GGUF usage with llama.cpp
You can now deploy any llama.cpp compatible GGUF on Hugging Face Endpoints, read more about it here
Llama.cpp allows you to download and run inference on a GGUF simply by providing a path to the Hugging Face repo path and the file name. llama.cpp downloads the model checkpoint and automatically caches it. The location of the cache is defined by LLAMA_CACHE
environment variable; read more about it here.
You can install llama.cpp through brew (works on Mac and Linux), or you can build it from source. There are also pre-built binaries and Docker images that you can check in the official documentation.

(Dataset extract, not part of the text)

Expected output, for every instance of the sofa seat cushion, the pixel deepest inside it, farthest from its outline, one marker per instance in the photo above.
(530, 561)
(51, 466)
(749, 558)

Option 1: Install with brew
brew install llama.cpp
Option 2: build from source
Step 1: Clone llama.cpp from GitHub.
git clone https://github.com/ggerganov/llama.cpp
Step 2: Move into the llama.cpp folder and build it with LLAMA_CURL=1
flag along with other hardware-specific flags (for ex: LLAMA_CUDA=1 for Nvidia GPUs on Linux).
cd llama.cpp && LLAMA_CURL=1 make
Once installed, you can use the llama-cli
or llama-server
as follows:
llama-cli -hf bartowski/Llama-3.2-3B-Instruct-GGUF:Q8_0
Note: You can remove -cnv
to run the CLI in chat completion mode.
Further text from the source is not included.